BOURNEMOUTH council plans to build rental flats on a former play area.

The borough wants to build a block of 10 one, two and three bedroom flats on a piece of land between 22 Crescent Road and the A338 Wessex Way, next to the Central Gardens

According to its application the new block, with homes made available on the private rental market, will utilise a state-of-the-art German design to maximise energy efficiency.

A planning statement by Gale & Snowden Architects says: "The building has been designed using the Passivhaus methodology.

"A Passivhaus is a building in which a comfortable interior climate can be maintained without active heating and cooling systems.

"The house heats and cools itself, hence 'passive'. The Passivhaus was developed in Germany and has since become ‘the world’s leading standard in energy efficient construction’.

"Increased insulation standards, exceptional levels of air tightness and a compact building skin are elemental components for this relatively new standard.

"By choosing the best orientation for the building and by optimising solar gains, the energy performance of the proposed design has been improved so that a conventional heating system is not required."

The flats will be designed to match Government standards on floor space, the council says, and may retain heat as much as five times better then normal homes.

None of the flats will be affordable homes.

The borough first approved the principle of building on the site back in January 2017.

The council agreed to support the 'prudential borrowing' required to meet the costs of the development, which was then projected to generate £5.3 million over the 45 year term of a lease to Seascape Homes and Property, the council's wholly-owned rental company.

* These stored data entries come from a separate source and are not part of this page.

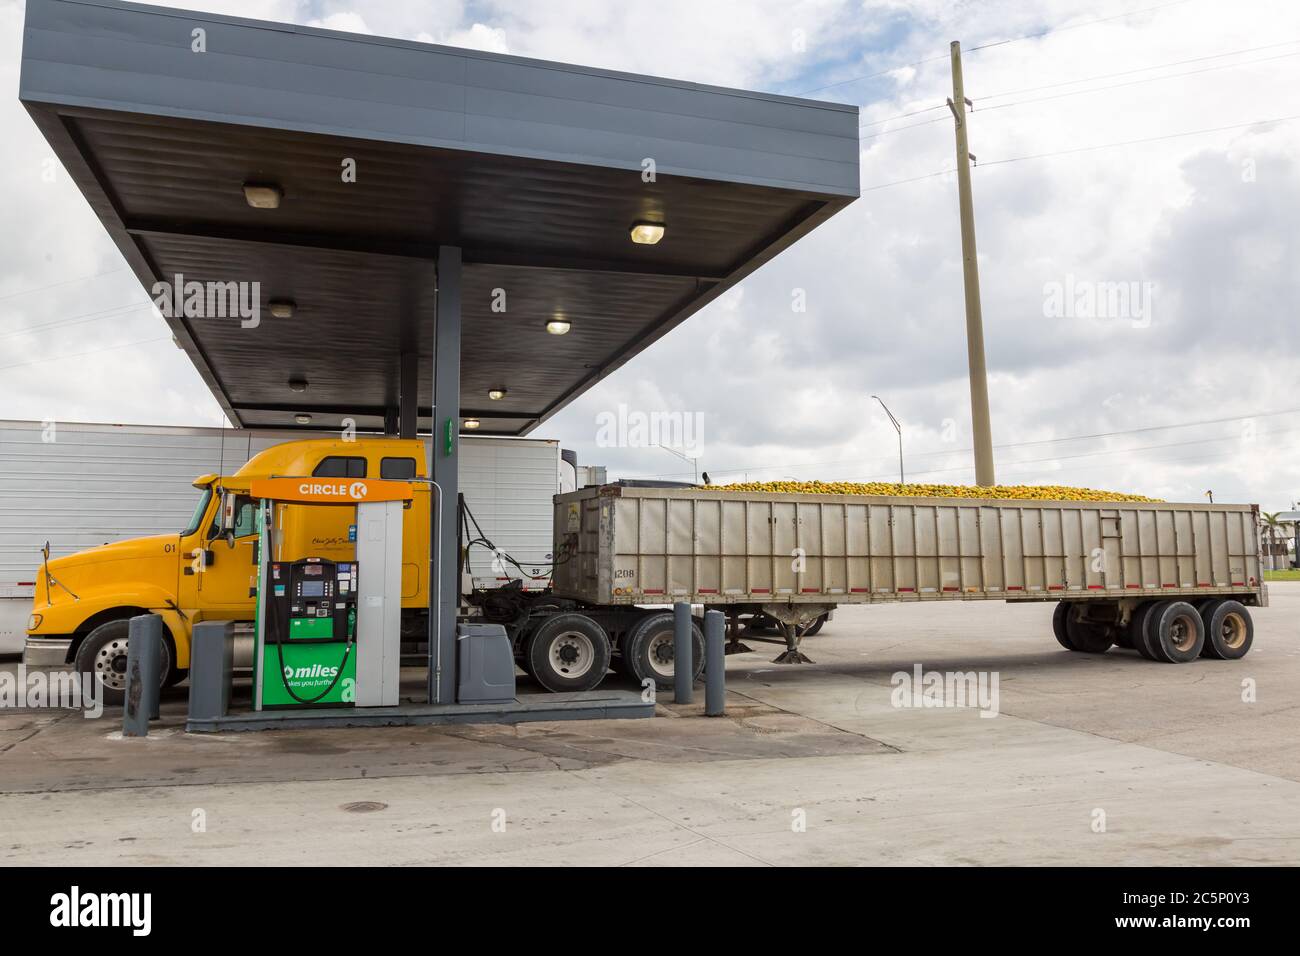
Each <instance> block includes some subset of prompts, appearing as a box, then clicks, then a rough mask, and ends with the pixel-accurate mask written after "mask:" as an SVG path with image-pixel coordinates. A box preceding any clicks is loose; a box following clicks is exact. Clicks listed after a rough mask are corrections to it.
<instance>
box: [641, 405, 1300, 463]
mask: <svg viewBox="0 0 1300 956" xmlns="http://www.w3.org/2000/svg"><path fill="white" fill-rule="evenodd" d="M1297 414H1300V407H1296V408H1279V410H1277V411H1265V412H1257V414H1255V415H1230V416H1227V418H1219V419H1203V420H1200V421H1179V423H1175V424H1170V425H1143V427H1140V428H1125V429H1117V431H1113V432H1095V433H1092V434H1070V436H1065V437H1063V438H1035V440H1031V441H1013V442H1002V444H998V445H995V446H993V447H995V449H1000V450H1002V449H1019V447H1035V446H1039V445H1060V444H1062V442H1067V441H1096V440H1097V438H1118V437H1123V436H1128V434H1147V433H1149V432H1169V431H1174V429H1179V428H1204V427H1205V425H1225V424H1229V423H1235V421H1247V420H1256V419H1273V418H1278V416H1281V415H1297ZM1286 431H1294V429H1286ZM1281 433H1284V432H1279V434H1281ZM972 450H974V449H970V447H962V449H945V450H943V451H918V453H915V454H910V455H909V458H911V459H913V460H915V459H918V458H946V457H949V455H963V454H969V453H971V451H972ZM883 460H885V459H884V458H837V459H832V460H824V462H785V463H780V464H751V466H746V467H740V468H710V470H708V471H710V472H711V473H715V475H736V473H741V472H748V471H771V470H775V468H815V467H820V466H824V464H857V463H862V462H883ZM680 473H681V472H675V473H673V475H641V476H638V477H676V476H677V475H680Z"/></svg>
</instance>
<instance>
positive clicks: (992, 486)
mask: <svg viewBox="0 0 1300 956" xmlns="http://www.w3.org/2000/svg"><path fill="white" fill-rule="evenodd" d="M706 490H712V492H785V493H790V494H879V496H889V497H909V498H1021V499H1026V501H1160V498H1147V497H1144V496H1141V494H1121V493H1119V492H1099V490H1096V489H1092V488H1067V486H1065V485H992V486H991V488H976V486H969V485H922V484H910V483H909V484H906V485H900V484H898V483H896V481H866V483H863V481H738V483H736V484H731V485H707V488H706Z"/></svg>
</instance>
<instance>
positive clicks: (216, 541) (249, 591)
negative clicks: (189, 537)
mask: <svg viewBox="0 0 1300 956" xmlns="http://www.w3.org/2000/svg"><path fill="white" fill-rule="evenodd" d="M220 506H221V501H220V498H217V507H214V509H213V510H212V520H209V522H208V523H207V525H205V527H204V531H203V535H201V544H200V545H196V546H194V548H192V549H191V551H190V553H188V554H182V555H181V558H182V564H181V591H182V593H183V594H186V597H187V598H188V600H186V601H185V602H183V604H185V605H186V606H191V607H196V609H198V618H199V619H204V618H207V619H234V620H252V613H253V598H252V597H251V593H250V592H251V589H252V587H253V584H255V583H256V576H257V564H256V563H255V561H253V555H255V553H256V551H255V548H256V544H257V527H256V516H257V502H256V501H255V499H253V498H251V497H248V496H246V494H240V496H238V497H237V498H235V527H234V537H233V538H229V540H227V538H225V537H222V536H221V520H220V515H221V507H220ZM191 594H192V597H190V596H191Z"/></svg>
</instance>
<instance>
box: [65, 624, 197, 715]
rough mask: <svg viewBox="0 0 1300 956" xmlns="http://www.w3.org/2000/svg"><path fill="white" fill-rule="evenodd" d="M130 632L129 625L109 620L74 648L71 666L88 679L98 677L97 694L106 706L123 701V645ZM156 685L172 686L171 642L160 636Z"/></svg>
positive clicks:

The cabinet report stated: “Alternative uses for this site were considered; however an asset review in 2013 identified this site for a residential flat scheme, subject to planning, in order to maximise its value and town centre location.

“Due to its size constraints alternative uses such as educational or care facilities were considered not viable.”

A £2.4 million scheme for 16 one and two bedroom flats was prepared but never submitted.